The opposite question is asked in France; we wonder where left-wing intellectuals have gone, given the ubiquity of far-right polemists in the media. But left-wing intellectuals have not disappeared entirely. Republicanism is alive and well, led by figures such as writer Régis Debray, as is the concept of communism, driven by philosopher Alain Badiou, along with a new form of socialism upheld by economist Thomas Piketty. At the Collège de France, Patrick Boucheron proposes a “global history” in opposition to the national narrative, and maintains that “the passionate search for identity goes against the very idea of history.” However, it is true that right-wing and far-right intellectuals are gaining traction, although they are above all publicists, editorialists, and polemists.
The French Communist Party had its own organic intellectuals. Does this category still exist?
This category had faded but is now being revived alongside reactionaries. “Anti-’68” thought rules the roost. This inversion of progressive values is built upon an “integral anti-liberalism,” an offensive focusing on the “exaltation of the people” who are supposedly scorned by the elites, an obsessive attack on the “deterrent” that May ’68 has become, as well as on neofeminism, environmentalism, and decoloniality. The references drawn upon by these conservative polemists appeal as much to Catholic royalists as to revolutionary communists. Across these writings, we can observe “right-wing thought in left-wing language,” writes historian and sociologist Pierre Rosanvallon. This is a central point, because this major reversal shows a desire to go beyond usual divisions; the traditional opposition between right and left should be surpassed to reach a fantasized struggle between the people and the elite. Rational discussion is abolished by permanent fighting, a rhetoric of discredit combining Stalinian and Maurrassian undertones.
Through social media and news networks, there has been a boom in the number of intellectuals – although you may describe them as commentators. Have we shifted from an age of intellectuals to one of the punditariat?

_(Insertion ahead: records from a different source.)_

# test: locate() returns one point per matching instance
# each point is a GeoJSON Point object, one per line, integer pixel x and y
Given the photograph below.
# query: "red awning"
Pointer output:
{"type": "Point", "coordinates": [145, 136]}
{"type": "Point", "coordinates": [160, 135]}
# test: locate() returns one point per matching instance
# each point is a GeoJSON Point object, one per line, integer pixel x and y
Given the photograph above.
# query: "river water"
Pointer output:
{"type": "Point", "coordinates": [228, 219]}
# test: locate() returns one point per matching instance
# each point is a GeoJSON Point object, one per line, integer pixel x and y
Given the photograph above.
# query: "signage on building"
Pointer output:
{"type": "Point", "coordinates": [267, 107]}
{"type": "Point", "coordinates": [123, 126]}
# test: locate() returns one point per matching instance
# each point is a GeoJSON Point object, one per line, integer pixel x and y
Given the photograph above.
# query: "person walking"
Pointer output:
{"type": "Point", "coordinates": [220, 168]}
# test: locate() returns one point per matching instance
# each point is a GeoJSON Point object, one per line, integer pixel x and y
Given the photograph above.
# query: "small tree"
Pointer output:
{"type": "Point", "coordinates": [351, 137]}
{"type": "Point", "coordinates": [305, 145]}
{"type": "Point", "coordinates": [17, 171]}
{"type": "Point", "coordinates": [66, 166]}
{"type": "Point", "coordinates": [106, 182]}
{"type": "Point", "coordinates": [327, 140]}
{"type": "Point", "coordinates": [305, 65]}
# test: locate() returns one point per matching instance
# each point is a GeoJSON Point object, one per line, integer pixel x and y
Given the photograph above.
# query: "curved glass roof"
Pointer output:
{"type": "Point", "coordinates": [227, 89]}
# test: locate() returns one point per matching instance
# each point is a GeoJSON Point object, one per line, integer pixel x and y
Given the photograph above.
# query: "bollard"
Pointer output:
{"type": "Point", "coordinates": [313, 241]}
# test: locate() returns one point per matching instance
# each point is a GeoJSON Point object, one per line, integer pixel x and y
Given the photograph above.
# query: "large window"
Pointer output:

We have entered into a society of commentary. Authentic intellectuals devote their knowledge to a cause they see as just and universal. Meanwhile, pundits and pseudo-philosophers, who are omnipresent in the media, merely express opinions on subjects of which they know relatively little. The reign of the punditariat is symptomatic of the growing influence of the media, which occupies the void left by political parties and unions. This domination has an economic origin: It is cheaper to invite an editorialist on a news show than to broadcast an investigation. There is also a technological cause: Social media is an invitation to knee-jerk commentary instead of sustained, thoughtful discussion. And the ideological explanation is that the reactionary galaxy has melted down into a society of punditry, in which one-upmanship is the name of the game. Anti-system ideologists have understood that they can easily impose their issues and ideas within the public arena. Inspired by what has happened in the United States, they are now looking to spread a French take on Trumpism.
Were intellectuals influential, or did they just think they were, and are they still? Is there a field in which the influence of one or more intellectuals is measurably significant?
All changes in contemporary society, such as ecology or questions of gender, are driven by intellectual revolutions. This can be seen in laws governing the principle of ecological reparations and the fundamental rights of nature, as well as measures addressing consent and sexual harassment.